Throughout the years of the bull market, Greenspan had delivered a series of opaque and ambiguous speeches, half warning of the dangers of speculation and half congratulating America on its economic revival. After the LTCM bailout, complaints were raised that Greenspan had failed to do enough to stem the growth of a stock market bubble caused partly by excessive monetary growth. The reputation of the man who not long before had been described by a member of Congress as a "national treasure" was beginning to look as fragile as the stock market itself.

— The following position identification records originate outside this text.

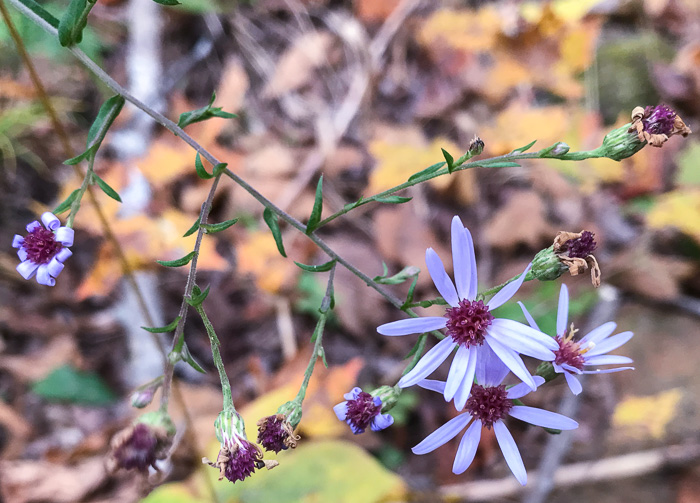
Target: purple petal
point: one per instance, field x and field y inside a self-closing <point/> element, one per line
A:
<point x="457" y="371"/>
<point x="510" y="451"/>
<point x="432" y="385"/>
<point x="55" y="267"/>
<point x="608" y="360"/>
<point x="461" y="258"/>
<point x="354" y="393"/>
<point x="607" y="371"/>
<point x="508" y="291"/>
<point x="490" y="369"/>
<point x="513" y="361"/>
<point x="430" y="361"/>
<point x="27" y="269"/>
<point x="63" y="255"/>
<point x="443" y="434"/>
<point x="574" y="383"/>
<point x="468" y="381"/>
<point x="522" y="389"/>
<point x="544" y="418"/>
<point x="413" y="325"/>
<point x="598" y="334"/>
<point x="607" y="345"/>
<point x="523" y="330"/>
<point x="341" y="410"/>
<point x="65" y="235"/>
<point x="563" y="311"/>
<point x="442" y="281"/>
<point x="381" y="422"/>
<point x="473" y="280"/>
<point x="528" y="317"/>
<point x="43" y="277"/>
<point x="467" y="448"/>
<point x="520" y="343"/>
<point x="50" y="221"/>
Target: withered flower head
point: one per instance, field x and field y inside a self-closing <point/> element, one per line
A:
<point x="275" y="433"/>
<point x="575" y="251"/>
<point x="656" y="125"/>
<point x="142" y="444"/>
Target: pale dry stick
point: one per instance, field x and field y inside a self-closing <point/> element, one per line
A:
<point x="613" y="468"/>
<point x="106" y="227"/>
<point x="177" y="131"/>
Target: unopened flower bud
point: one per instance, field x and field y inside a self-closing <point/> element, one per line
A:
<point x="476" y="146"/>
<point x="275" y="433"/>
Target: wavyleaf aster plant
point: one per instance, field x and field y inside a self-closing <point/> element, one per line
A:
<point x="471" y="328"/>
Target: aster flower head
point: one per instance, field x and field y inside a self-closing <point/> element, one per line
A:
<point x="237" y="458"/>
<point x="574" y="355"/>
<point x="44" y="249"/>
<point x="142" y="444"/>
<point x="361" y="410"/>
<point x="488" y="405"/>
<point x="275" y="433"/>
<point x="471" y="328"/>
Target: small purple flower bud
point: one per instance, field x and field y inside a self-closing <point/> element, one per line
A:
<point x="275" y="433"/>
<point x="361" y="410"/>
<point x="142" y="444"/>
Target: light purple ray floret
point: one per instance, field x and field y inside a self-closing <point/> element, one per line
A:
<point x="44" y="249"/>
<point x="573" y="356"/>
<point x="490" y="374"/>
<point x="506" y="338"/>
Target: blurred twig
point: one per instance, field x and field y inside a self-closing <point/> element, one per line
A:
<point x="635" y="464"/>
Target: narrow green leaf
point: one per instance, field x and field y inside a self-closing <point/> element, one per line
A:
<point x="98" y="130"/>
<point x="326" y="266"/>
<point x="66" y="203"/>
<point x="199" y="167"/>
<point x="315" y="217"/>
<point x="106" y="188"/>
<point x="187" y="356"/>
<point x="219" y="168"/>
<point x="525" y="148"/>
<point x="214" y="228"/>
<point x="449" y="159"/>
<point x="193" y="229"/>
<point x="350" y="206"/>
<point x="179" y="262"/>
<point x="73" y="22"/>
<point x="161" y="330"/>
<point x="204" y="113"/>
<point x="427" y="171"/>
<point x="499" y="164"/>
<point x="271" y="221"/>
<point x="393" y="199"/>
<point x="197" y="296"/>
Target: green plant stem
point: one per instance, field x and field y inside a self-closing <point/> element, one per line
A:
<point x="317" y="337"/>
<point x="218" y="361"/>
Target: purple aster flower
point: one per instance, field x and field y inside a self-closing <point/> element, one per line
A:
<point x="237" y="458"/>
<point x="488" y="405"/>
<point x="360" y="410"/>
<point x="573" y="355"/>
<point x="44" y="249"/>
<point x="471" y="328"/>
<point x="275" y="433"/>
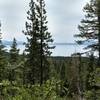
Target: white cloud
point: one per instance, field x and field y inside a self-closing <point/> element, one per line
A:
<point x="63" y="17"/>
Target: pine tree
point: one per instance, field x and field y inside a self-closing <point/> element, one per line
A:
<point x="38" y="38"/>
<point x="2" y="59"/>
<point x="14" y="55"/>
<point x="14" y="52"/>
<point x="90" y="26"/>
<point x="45" y="38"/>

Shortly after the bailout of Long-Term Capital Management, Paul Volcker, Greenspan's predecessor as Federal Reserve Chairman, asked, "Why should the weight of the federal government be brought to bear to help out a private investor?" No answer to Volcker's question was forthcoming, except that both Greenspan and Treasury Secretary Robert Rubin insisted that technically there was no "bailout" since federal money had not been used. (Nor was it satisfactorily explained why an earlier offer for LTCM led by Warren Buffet of Berkshire Hathaway had been turned down. Apparently Buffet's offer left no residual value for LTCM's partners or investors, who after the Fed-sponsored bailout still retained a 17 percent annual return on their original investment.)

A few years earlier, the Federal Reserve had passively stood by while Drexel Burnham Lambert, an investment bank with some five thousand employees and a history stretching back into the nineteenth century, was deserted by its envious Wall Street competitors and collapsed because of liquidity problems.

Long-Term Capital Management, on the other hand, a mere four-year-old upstart with only two hundred employees but partners and investors drawn from a cabal of finance professors, central bankers, and the cream of Wall Street, was considered more important than Drexel and simply "too big to fail".

Echoing Pecora's accusation of Wall Street's "heads I win, tails you lose" ethics in the 1920s, Representative Bruce F. Vento, a Democrat of Minnesota, accused Greenspan of having "two rules, a double standard: one for Main Street and another one for Wall Street." The Fed's involvement in the bailout of LTCM resembled the type of "crony capitalism" which the United States was continually decrying in Asian countries. Thus, at a crucial moment in the global financial crisis, the moral authority of the U.S. government and its ability to dictate economic policies to other nations were undermined.